Loretta Gianni: È un argomento che per anni è stato negato e ci portiamo dietro dal passato il limite di essersi parlati solo fra “addetti ai lavori” in convegni e iniziative per molto tempo. Oggi le cose non sono cambiate molto, difficilmente le persone si avvicinano a questo tema. Secondo me è importante puntare l’attenzione su cosa c’è dopo la violenza. Proporre modelli maschili positivi e mostrare com’è una relazione sana fra uomo e donna anziché mettere l’accento sul maltrattante.
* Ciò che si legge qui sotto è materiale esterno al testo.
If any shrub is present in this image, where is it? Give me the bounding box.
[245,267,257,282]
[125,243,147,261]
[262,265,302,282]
Dobbiamo saper parlare di violenza senza avere pudore di nominarla ma in maniera costruttiva. Solo lavorando in rete si può affrontare questa sfida. Una volta che la donna è uscita dal ciclo della violenza, la reintroduzione nella società è un passaggio fondamentale.
Bianca: Dal punto di vista di un Centro Antiviolenza, su cosa c’è da lavorare di più?
Loretta Gianni: Dobbiamo allenare la società a prestare attenzione al tipo di linguaggio verbale e non verbale (comprese le immagini) che viene usato. La violenza fisica, che ormai viene riconosciuta, è la punta dell’iceberg. Il problema grosso è la violenza psicologica, che è difficile da individuare, più dolorosa e invalidante. Non dobbiamo abbassare la guardia, perché si stanno facendo strada manifestazioni più subdole di violenza, come il micromaschilismo o il mansplaining. Per cui il lavoro da fare è sicuramente culturale e ciascuno di noi, uomo o donna che sia, può dare il proprio contributo facendo attenzione anche alle parole che usiamo per esprimerci.